I’ve got a little revelation – For a while I have alluded to a Twitter conversation where two users who are African fiction book lovers were arguing whether a particular writer was a good writer or a good storyteller. That writer was Niq Mhlongo. They could not reach an agreement but I always knew on which side of the divide I belonged. Dog Eat Dog is Niq Mhlongo’s debut which was published 20 years ago. I wanted to add a reread to my 2024 TBR and chose it for the special nostalgic memories it holds. I read it weeks after it was published and that period holds special memories for me.  Rereading it brings back those memories but while this review is not about the time when I first read it, previous memories play a part in rereads.
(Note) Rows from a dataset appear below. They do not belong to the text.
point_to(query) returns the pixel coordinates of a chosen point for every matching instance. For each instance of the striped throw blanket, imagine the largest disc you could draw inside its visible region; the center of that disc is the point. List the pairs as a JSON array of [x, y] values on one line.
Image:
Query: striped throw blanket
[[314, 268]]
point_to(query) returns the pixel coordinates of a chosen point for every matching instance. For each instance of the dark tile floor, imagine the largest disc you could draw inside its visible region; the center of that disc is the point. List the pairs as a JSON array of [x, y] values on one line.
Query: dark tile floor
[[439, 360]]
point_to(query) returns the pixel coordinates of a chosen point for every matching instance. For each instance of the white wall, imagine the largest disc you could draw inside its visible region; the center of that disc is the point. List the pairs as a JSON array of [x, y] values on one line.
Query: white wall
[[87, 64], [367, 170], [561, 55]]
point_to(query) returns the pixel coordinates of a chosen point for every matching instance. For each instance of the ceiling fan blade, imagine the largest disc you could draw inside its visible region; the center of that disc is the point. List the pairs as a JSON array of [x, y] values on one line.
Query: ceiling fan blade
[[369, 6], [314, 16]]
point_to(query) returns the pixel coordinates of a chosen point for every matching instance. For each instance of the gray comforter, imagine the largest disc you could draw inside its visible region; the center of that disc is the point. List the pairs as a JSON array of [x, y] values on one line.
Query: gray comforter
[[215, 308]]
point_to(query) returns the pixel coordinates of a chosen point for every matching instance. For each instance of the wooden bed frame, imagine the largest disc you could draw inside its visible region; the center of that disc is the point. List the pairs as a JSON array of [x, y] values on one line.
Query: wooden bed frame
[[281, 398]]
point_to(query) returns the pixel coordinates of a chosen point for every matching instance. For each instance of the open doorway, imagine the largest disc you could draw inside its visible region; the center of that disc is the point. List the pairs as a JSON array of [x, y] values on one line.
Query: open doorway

One thing that is obvious in rereading Dog Eat Dog is how much Niq Mhlongo has grown as a writer. Dog Eat Dog is a post-apartheid novel that is set in 1994, and apartheid has just ended. Racial integration has just begun and non-segregation is becoming the mantra of public institutions. In it, the protagonist Dingz, is a young black Wits University student from a poverty-stricken family, whose mother single-handedly supports nine children (including grandchildren) from her pension. The basis of the story is how Dingz navigates life as a fresh undergraduate while being disenfranchised when his expected bursary does not come through and the new South Africa is unfolding. A new South Africa where the past holds back a typical black South African like Dingz and prevalent social issues like xenophobia, crime, HIV/AIDS and racism are at play.

Rereading Dog Eat Dog, there is a lot of fun and witty dialogue but the story is lacking in rigour and substance. The characters are barely developed and Dingz stumbles from one drinking session to a sexcapade to another drinking session. His academics are almost irrelevant in the scheme of things and he just seems to cruise through with little effect either way. The strength of Dog Eat Dog is not in its story (which is almost nonexistent), or even in its characters, but in its setting and descriptions of place. The description of the Soweto and larger Joburg environs is spot on. This is one aspect of Niq’s work that has been excellent from day one. No one describes or sets a story in South African townships any better. His subsequent works have been a marked improvement on Dog Eat Dog in terms of plot development and character development. This reread has satisfied a nostalgic itch but I’ll rather recommend his later works.